The proof was if the ratios of the sides of a traingle are the same as the ratios of the sides of a congruent triangle. Wikipedia congruence "Sufficient evidence for congruence between two triangles in Euclidean space can be shown through the following comparisons:" the named rules follow. SO please explain what you meant.

 

[mfb]

The usual logic:

Different shapes are congruent if all corresponding angles and lengths are the same
Using that definition, it is obvious that congruent triangles have the same ratios.

For the special case of triangles, we want to find easier conditions that are sufficient to make them congruent:
Consider two triangles where all three sides are the same. We'll prove that they are congruent: [...]

If you have shown that two triangles are congruent (and therefore that all corresponding sides have the same length), it is trivial that the ratios of sides is the same for both.I am quite sure what you posted as "the full problem statement" is not the actual problem statement, because that would not make sense. It's like "prove that every triangle where the side lengths are 3, 5 and 7 has a side with a length of 5".

 

[moriheru]

I believe you are right. I must restate the problem and then I think it makes sense. My error occurred because I translated from german to english.
The problem should not be that of congruence but of similarity. On https://en.wikipedia.org/wiki/Similarity_(geometry) there are the same or slitly different statements (rules).
If you could tell me if in general my proof, now that I have corrected the statement, is consistent I would be very thankfull.

 

[moriheru]

To restate my ideas and the corrected version of the problem:
There is no problem proving that if all angles and sides are the same the ratios are also equivalent, so I shall just skip them.
I only care about the SSA and SAS cases.

 

[Mark44]

A triangle is congruent to another if the congruence laws apply ( SSS, SAS, SSA, ASA),

That's not the definition of congruence. Two triangles are congruent if (if and only if) the corresponding sides of the triangles are equal and the corresponding angles are equal. As it turns out, it is sufficient for the sides of one triangle to be equal to (congruent to) the corresponding sides of another triangle.

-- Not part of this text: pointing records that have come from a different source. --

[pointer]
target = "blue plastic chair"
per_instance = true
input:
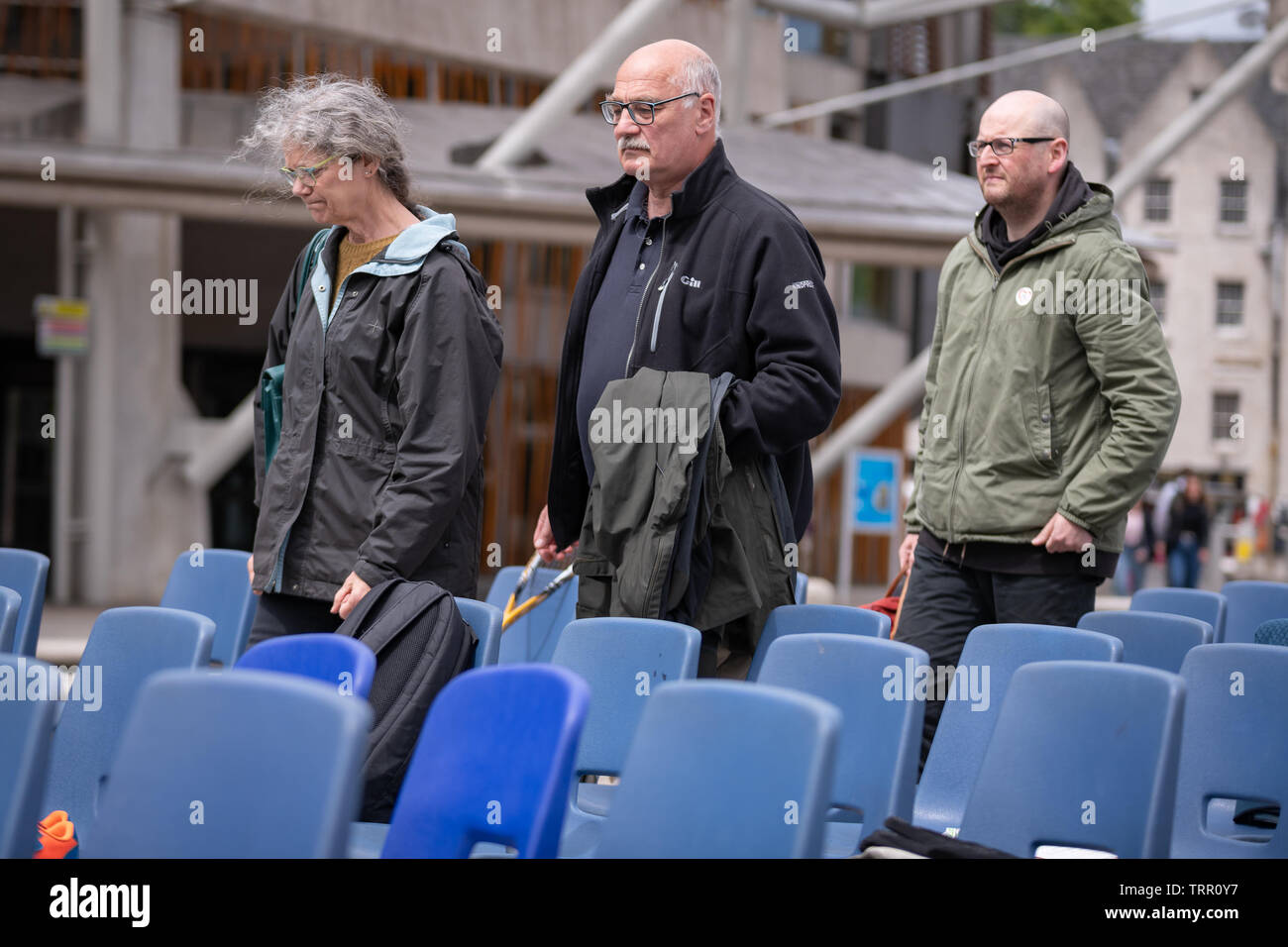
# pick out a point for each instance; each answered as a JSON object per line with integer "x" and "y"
{"x": 125, "y": 647}
{"x": 724, "y": 770}
{"x": 485, "y": 621}
{"x": 535, "y": 635}
{"x": 340, "y": 661}
{"x": 219, "y": 589}
{"x": 26, "y": 727}
{"x": 26, "y": 574}
{"x": 1232, "y": 749}
{"x": 11, "y": 605}
{"x": 876, "y": 759}
{"x": 795, "y": 620}
{"x": 1085, "y": 755}
{"x": 248, "y": 764}
{"x": 1248, "y": 605}
{"x": 622, "y": 660}
{"x": 1153, "y": 639}
{"x": 1274, "y": 631}
{"x": 493, "y": 763}
{"x": 966, "y": 725}
{"x": 1194, "y": 603}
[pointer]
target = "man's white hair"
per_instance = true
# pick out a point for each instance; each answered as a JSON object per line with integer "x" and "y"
{"x": 698, "y": 73}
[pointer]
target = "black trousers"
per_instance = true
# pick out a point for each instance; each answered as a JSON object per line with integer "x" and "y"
{"x": 945, "y": 600}
{"x": 290, "y": 615}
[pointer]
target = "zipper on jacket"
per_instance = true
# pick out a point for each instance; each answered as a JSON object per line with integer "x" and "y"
{"x": 970, "y": 368}
{"x": 274, "y": 583}
{"x": 657, "y": 313}
{"x": 661, "y": 253}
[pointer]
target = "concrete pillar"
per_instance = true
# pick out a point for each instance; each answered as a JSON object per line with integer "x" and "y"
{"x": 140, "y": 512}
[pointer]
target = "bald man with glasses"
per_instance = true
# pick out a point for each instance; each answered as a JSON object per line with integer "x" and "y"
{"x": 694, "y": 269}
{"x": 1050, "y": 398}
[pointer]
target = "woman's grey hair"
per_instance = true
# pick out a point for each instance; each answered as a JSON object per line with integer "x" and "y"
{"x": 333, "y": 115}
{"x": 698, "y": 73}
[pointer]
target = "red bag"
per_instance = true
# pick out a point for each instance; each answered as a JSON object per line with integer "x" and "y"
{"x": 892, "y": 604}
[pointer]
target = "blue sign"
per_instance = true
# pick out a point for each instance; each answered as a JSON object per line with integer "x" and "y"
{"x": 875, "y": 491}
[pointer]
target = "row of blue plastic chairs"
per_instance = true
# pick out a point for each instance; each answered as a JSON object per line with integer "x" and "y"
{"x": 1144, "y": 634}
{"x": 213, "y": 582}
{"x": 1061, "y": 744}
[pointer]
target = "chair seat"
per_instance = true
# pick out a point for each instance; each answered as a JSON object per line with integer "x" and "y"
{"x": 368, "y": 839}
{"x": 841, "y": 839}
{"x": 593, "y": 797}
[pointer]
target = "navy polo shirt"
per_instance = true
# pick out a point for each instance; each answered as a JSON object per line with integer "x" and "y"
{"x": 610, "y": 325}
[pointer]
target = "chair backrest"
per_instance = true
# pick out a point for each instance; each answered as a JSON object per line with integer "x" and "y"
{"x": 991, "y": 656}
{"x": 1083, "y": 755}
{"x": 1196, "y": 603}
{"x": 1154, "y": 639}
{"x": 340, "y": 661}
{"x": 1274, "y": 631}
{"x": 485, "y": 621}
{"x": 622, "y": 660}
{"x": 535, "y": 635}
{"x": 26, "y": 573}
{"x": 1232, "y": 745}
{"x": 876, "y": 759}
{"x": 722, "y": 770}
{"x": 11, "y": 605}
{"x": 125, "y": 647}
{"x": 1248, "y": 605}
{"x": 26, "y": 727}
{"x": 214, "y": 582}
{"x": 795, "y": 620}
{"x": 493, "y": 763}
{"x": 246, "y": 764}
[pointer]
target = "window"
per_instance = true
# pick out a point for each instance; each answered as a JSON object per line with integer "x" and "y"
{"x": 871, "y": 292}
{"x": 1158, "y": 298}
{"x": 1225, "y": 406}
{"x": 1158, "y": 200}
{"x": 1229, "y": 303}
{"x": 1234, "y": 201}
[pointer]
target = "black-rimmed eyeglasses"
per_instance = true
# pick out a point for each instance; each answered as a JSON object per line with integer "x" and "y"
{"x": 1000, "y": 146}
{"x": 640, "y": 112}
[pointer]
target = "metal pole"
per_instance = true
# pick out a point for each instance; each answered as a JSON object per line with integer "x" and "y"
{"x": 737, "y": 64}
{"x": 1227, "y": 86}
{"x": 858, "y": 99}
{"x": 64, "y": 421}
{"x": 566, "y": 93}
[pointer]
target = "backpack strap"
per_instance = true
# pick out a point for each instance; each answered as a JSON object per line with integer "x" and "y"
{"x": 310, "y": 258}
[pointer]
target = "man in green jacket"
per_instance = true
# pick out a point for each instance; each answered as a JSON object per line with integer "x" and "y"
{"x": 1050, "y": 398}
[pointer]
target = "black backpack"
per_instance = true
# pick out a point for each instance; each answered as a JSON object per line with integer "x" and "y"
{"x": 421, "y": 642}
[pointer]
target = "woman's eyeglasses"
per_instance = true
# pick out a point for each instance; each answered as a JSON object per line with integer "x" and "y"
{"x": 309, "y": 175}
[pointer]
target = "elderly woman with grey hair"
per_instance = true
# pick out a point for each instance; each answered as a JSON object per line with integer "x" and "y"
{"x": 390, "y": 357}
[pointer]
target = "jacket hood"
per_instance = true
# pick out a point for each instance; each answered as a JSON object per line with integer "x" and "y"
{"x": 1102, "y": 205}
{"x": 406, "y": 254}
{"x": 420, "y": 239}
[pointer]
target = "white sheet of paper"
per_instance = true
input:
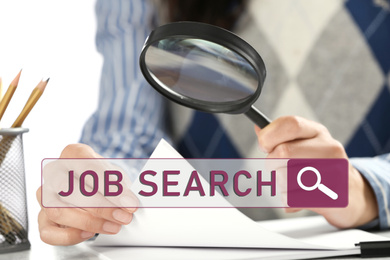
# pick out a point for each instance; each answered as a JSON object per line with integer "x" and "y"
{"x": 224, "y": 228}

To restate my ideas and the corrected version of the problem:
There is no problem proving that if all angles and sides are the same the ratios are also equivalent, so I shall just skip them.
I only care about the SSA and SAS cases.

The SSA case is a dead end. It's possible for two triangles to have two sides that are congruent, as well as a non-included angle, but the triangles aren't congruent.

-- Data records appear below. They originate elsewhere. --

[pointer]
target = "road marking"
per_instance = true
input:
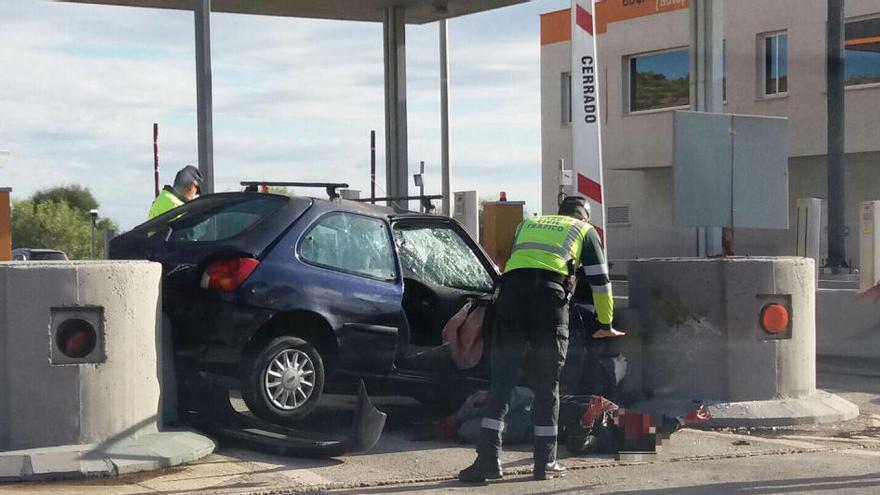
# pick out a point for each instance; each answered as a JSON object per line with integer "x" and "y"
{"x": 752, "y": 438}
{"x": 862, "y": 452}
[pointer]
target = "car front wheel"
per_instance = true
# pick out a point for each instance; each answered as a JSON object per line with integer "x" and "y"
{"x": 282, "y": 382}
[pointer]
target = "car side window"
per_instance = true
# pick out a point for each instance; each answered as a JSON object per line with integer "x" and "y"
{"x": 350, "y": 243}
{"x": 438, "y": 255}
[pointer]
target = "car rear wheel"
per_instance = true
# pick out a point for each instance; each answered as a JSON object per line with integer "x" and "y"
{"x": 283, "y": 381}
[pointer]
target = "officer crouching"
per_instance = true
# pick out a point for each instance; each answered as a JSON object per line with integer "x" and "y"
{"x": 532, "y": 311}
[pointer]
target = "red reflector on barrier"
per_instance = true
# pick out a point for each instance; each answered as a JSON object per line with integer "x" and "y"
{"x": 228, "y": 275}
{"x": 774, "y": 318}
{"x": 76, "y": 338}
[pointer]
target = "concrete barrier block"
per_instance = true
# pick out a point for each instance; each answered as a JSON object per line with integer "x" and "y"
{"x": 701, "y": 329}
{"x": 47, "y": 404}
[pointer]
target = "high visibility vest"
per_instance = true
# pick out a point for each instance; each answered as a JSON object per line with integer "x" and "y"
{"x": 166, "y": 200}
{"x": 550, "y": 242}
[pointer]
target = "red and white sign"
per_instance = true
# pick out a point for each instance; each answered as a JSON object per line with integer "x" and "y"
{"x": 586, "y": 136}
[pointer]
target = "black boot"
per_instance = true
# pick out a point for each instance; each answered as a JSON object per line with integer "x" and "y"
{"x": 549, "y": 470}
{"x": 483, "y": 468}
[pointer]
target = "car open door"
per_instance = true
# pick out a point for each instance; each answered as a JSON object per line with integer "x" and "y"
{"x": 442, "y": 268}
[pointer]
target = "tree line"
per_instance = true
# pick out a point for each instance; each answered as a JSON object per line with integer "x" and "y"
{"x": 58, "y": 218}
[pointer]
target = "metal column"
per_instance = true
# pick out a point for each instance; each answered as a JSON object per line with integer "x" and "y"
{"x": 836, "y": 137}
{"x": 397, "y": 169}
{"x": 706, "y": 82}
{"x": 204, "y": 94}
{"x": 444, "y": 119}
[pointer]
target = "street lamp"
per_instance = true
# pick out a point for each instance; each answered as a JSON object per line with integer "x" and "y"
{"x": 94, "y": 215}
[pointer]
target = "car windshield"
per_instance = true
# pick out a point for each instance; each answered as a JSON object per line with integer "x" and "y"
{"x": 438, "y": 255}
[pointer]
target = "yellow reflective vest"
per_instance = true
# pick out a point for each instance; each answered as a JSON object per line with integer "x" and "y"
{"x": 166, "y": 200}
{"x": 550, "y": 242}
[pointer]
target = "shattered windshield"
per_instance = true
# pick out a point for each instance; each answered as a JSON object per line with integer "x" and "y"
{"x": 438, "y": 255}
{"x": 350, "y": 243}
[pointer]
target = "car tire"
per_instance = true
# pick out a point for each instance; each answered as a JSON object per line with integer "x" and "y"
{"x": 283, "y": 380}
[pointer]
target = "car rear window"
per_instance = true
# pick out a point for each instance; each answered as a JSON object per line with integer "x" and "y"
{"x": 214, "y": 219}
{"x": 48, "y": 257}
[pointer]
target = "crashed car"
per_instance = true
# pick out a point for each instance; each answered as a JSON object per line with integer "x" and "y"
{"x": 295, "y": 296}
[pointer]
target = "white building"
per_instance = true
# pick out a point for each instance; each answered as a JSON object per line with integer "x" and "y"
{"x": 775, "y": 65}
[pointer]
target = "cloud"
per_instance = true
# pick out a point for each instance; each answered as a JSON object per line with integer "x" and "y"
{"x": 294, "y": 99}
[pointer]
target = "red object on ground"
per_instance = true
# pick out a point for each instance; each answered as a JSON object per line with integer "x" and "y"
{"x": 699, "y": 415}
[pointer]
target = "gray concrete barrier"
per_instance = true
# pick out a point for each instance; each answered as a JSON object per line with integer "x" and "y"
{"x": 701, "y": 338}
{"x": 80, "y": 368}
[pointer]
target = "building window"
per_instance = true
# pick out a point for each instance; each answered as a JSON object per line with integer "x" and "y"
{"x": 659, "y": 80}
{"x": 566, "y": 98}
{"x": 775, "y": 63}
{"x": 862, "y": 63}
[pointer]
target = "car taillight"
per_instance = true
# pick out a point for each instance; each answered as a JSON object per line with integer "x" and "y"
{"x": 227, "y": 275}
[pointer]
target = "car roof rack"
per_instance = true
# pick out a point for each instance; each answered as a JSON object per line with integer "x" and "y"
{"x": 330, "y": 187}
{"x": 425, "y": 200}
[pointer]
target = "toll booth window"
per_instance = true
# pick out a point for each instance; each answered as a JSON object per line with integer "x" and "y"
{"x": 350, "y": 243}
{"x": 862, "y": 62}
{"x": 438, "y": 255}
{"x": 775, "y": 55}
{"x": 659, "y": 80}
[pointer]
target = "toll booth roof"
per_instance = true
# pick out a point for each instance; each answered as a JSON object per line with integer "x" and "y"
{"x": 417, "y": 11}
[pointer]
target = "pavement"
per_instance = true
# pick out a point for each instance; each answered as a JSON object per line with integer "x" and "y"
{"x": 843, "y": 458}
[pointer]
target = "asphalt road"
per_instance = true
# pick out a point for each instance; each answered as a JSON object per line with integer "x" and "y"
{"x": 840, "y": 458}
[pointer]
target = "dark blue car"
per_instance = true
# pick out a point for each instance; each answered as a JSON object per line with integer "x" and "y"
{"x": 298, "y": 295}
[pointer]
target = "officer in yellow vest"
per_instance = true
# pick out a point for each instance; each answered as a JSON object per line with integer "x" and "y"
{"x": 187, "y": 185}
{"x": 532, "y": 311}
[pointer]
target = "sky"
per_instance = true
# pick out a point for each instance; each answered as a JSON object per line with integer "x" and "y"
{"x": 294, "y": 100}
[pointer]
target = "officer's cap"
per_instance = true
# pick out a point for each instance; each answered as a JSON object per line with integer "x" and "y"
{"x": 188, "y": 175}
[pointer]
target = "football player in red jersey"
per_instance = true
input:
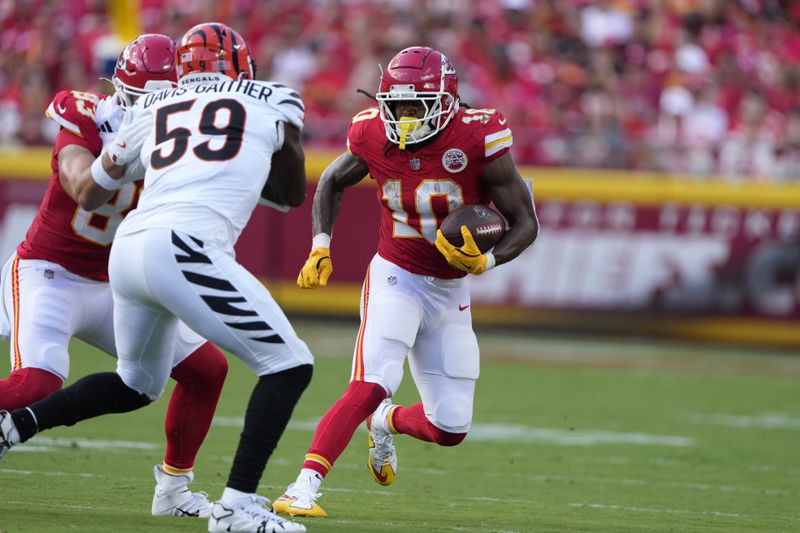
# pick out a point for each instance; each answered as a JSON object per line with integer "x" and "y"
{"x": 56, "y": 285}
{"x": 427, "y": 156}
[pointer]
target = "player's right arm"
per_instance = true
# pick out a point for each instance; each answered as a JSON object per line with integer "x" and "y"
{"x": 75, "y": 173}
{"x": 345, "y": 171}
{"x": 76, "y": 145}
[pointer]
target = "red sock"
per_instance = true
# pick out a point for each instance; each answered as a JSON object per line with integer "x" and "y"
{"x": 25, "y": 386}
{"x": 336, "y": 428}
{"x": 191, "y": 408}
{"x": 412, "y": 421}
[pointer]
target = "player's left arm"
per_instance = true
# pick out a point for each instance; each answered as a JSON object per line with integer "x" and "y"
{"x": 286, "y": 184}
{"x": 75, "y": 172}
{"x": 512, "y": 198}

Here's a crude sketch of what I'm talking about.

The marked angles above are congruent, the two sides at the left are congruent, and the two sides at the right are congruent. Obviously, the two triangles are NOT congruent.

 

[mfb]

Where is the original translated* problem statement?

*while this is an English forum, if you include the German version (in addition to the English one) it doesn't harm. I am German as well.